Social Security is one of the biggest things on people’s minds when they approach retirement. Every 5 years we get a statement from the government with a nice large bold number on it that reaches out to us like a pat on the shoulder and says “Hey, you’re going to have some income in retirement” and that makes people feel pretty good.
The awkward thing about that is, depending on your retirement plans, that number is probably wrong…
The truth is that calculating a worker’s benefit for social security is considerably more complicated than most people realize. The process involves indexing your wages for inflation and then using your highest earning 35 years to calculate your worker’s benefit.
Where the process throws people is that there are two key assumptions Social Security must make to do this. One is the indexing factor and calculation formula which don’t get locked in until you’re 60 and 62 years old respectively.
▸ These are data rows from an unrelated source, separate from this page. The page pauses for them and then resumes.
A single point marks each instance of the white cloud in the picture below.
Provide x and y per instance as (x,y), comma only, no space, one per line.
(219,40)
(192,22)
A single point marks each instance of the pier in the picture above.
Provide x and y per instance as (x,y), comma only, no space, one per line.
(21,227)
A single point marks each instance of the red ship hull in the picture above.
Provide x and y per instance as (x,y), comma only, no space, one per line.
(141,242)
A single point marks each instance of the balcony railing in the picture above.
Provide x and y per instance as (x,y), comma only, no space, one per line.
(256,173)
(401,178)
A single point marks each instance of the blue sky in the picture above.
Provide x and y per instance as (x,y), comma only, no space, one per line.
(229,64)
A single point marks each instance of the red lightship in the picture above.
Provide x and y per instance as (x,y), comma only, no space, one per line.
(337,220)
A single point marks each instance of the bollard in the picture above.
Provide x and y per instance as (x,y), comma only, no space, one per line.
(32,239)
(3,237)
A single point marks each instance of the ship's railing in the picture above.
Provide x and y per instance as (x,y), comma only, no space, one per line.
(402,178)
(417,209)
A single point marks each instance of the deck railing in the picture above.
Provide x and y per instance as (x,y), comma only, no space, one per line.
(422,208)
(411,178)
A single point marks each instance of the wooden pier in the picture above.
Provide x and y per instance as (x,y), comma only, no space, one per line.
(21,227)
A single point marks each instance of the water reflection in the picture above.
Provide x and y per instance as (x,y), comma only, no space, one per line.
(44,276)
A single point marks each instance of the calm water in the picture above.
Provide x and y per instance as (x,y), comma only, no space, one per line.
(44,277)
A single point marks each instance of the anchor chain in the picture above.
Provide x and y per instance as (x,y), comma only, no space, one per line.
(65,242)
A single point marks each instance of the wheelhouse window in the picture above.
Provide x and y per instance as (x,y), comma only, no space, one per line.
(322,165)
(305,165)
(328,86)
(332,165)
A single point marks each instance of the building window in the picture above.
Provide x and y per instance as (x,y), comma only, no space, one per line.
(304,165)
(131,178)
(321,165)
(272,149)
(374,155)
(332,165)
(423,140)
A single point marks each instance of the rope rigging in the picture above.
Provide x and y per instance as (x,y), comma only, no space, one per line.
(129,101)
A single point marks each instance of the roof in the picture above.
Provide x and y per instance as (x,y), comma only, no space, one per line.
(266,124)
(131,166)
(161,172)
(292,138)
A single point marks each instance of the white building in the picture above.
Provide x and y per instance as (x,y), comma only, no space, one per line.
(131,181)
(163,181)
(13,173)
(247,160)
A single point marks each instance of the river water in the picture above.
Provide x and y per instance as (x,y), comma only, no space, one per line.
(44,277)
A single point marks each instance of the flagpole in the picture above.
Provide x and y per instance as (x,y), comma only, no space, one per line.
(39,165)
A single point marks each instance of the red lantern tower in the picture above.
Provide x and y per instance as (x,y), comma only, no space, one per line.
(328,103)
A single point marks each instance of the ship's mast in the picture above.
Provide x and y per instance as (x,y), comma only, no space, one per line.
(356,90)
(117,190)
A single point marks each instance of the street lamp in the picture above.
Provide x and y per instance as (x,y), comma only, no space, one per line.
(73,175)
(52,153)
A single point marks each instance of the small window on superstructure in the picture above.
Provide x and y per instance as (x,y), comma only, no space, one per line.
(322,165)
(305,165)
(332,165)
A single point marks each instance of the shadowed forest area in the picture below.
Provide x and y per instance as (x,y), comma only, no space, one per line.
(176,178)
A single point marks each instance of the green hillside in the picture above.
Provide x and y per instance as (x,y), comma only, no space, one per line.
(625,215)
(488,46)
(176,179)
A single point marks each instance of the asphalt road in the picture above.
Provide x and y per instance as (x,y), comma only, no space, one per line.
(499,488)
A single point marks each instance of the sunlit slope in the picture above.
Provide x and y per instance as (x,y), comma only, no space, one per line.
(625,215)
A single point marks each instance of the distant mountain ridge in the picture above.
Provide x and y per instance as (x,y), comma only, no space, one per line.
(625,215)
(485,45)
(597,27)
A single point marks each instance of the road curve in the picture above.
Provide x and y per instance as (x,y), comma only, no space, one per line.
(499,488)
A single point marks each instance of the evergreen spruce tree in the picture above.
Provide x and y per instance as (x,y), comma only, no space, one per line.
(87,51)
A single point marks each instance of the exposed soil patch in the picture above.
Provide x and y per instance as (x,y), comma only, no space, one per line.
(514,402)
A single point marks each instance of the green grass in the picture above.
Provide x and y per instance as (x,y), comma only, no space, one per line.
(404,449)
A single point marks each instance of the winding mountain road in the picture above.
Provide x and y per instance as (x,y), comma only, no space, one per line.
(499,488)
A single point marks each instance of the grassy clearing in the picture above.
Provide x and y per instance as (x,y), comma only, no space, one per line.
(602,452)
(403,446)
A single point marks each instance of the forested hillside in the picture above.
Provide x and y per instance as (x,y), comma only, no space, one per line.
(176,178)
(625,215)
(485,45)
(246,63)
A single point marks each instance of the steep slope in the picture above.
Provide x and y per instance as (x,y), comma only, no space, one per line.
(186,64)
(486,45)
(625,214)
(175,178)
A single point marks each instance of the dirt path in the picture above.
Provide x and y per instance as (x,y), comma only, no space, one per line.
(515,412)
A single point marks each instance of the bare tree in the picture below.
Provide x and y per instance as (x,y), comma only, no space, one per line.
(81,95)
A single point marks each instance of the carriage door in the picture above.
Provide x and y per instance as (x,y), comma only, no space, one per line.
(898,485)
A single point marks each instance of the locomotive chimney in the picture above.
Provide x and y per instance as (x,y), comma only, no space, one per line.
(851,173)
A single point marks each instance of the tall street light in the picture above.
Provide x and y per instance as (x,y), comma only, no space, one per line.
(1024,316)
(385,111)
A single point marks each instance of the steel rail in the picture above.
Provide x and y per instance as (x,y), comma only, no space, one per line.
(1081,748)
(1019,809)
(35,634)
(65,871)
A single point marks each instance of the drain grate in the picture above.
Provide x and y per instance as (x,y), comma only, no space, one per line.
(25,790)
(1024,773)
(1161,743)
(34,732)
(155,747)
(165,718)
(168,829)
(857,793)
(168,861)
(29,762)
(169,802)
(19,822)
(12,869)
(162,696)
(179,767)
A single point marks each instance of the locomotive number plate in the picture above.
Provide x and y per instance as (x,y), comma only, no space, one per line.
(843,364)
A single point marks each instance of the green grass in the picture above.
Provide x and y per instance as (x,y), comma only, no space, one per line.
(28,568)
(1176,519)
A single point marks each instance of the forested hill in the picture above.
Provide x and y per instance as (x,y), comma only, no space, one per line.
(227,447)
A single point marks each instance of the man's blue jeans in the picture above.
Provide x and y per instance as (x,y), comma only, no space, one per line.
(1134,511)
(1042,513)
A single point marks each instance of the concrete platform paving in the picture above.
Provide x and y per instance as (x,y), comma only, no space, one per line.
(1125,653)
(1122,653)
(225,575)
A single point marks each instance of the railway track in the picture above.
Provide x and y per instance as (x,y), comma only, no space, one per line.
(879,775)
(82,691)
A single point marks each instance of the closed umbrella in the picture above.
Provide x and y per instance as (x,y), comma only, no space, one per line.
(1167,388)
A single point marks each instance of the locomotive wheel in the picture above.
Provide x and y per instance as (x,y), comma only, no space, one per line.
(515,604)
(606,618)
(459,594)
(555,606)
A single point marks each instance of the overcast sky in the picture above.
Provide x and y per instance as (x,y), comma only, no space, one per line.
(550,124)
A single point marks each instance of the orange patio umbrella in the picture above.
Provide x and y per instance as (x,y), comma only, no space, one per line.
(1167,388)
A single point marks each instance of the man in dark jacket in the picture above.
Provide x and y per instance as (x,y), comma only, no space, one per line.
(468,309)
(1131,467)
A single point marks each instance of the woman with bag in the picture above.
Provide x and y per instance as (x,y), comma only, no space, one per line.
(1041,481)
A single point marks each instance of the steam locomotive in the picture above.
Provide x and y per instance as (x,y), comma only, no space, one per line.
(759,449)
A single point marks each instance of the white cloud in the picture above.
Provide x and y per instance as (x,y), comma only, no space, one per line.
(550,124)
The other is what your future wages will be. Social Security defaults to assume you will make the same amount of money as you did the previous year until you claim benefits.
If either of those variables change you can end up with a different benefit than what they show on the sheet.
Some common situations that can throw those numbers off are:
- You wait a few years after retirement to claim your benefit
- Your salary changes significantly in the years before you claim benefits
- You retire during your 35 indexed highest earning years.
As you can see, it doesn’t take anything out of the ordinary to affect your benefit. It is worth having a professional take a look at your latest statement to make sure you get what you expect when you finally decide to cash in.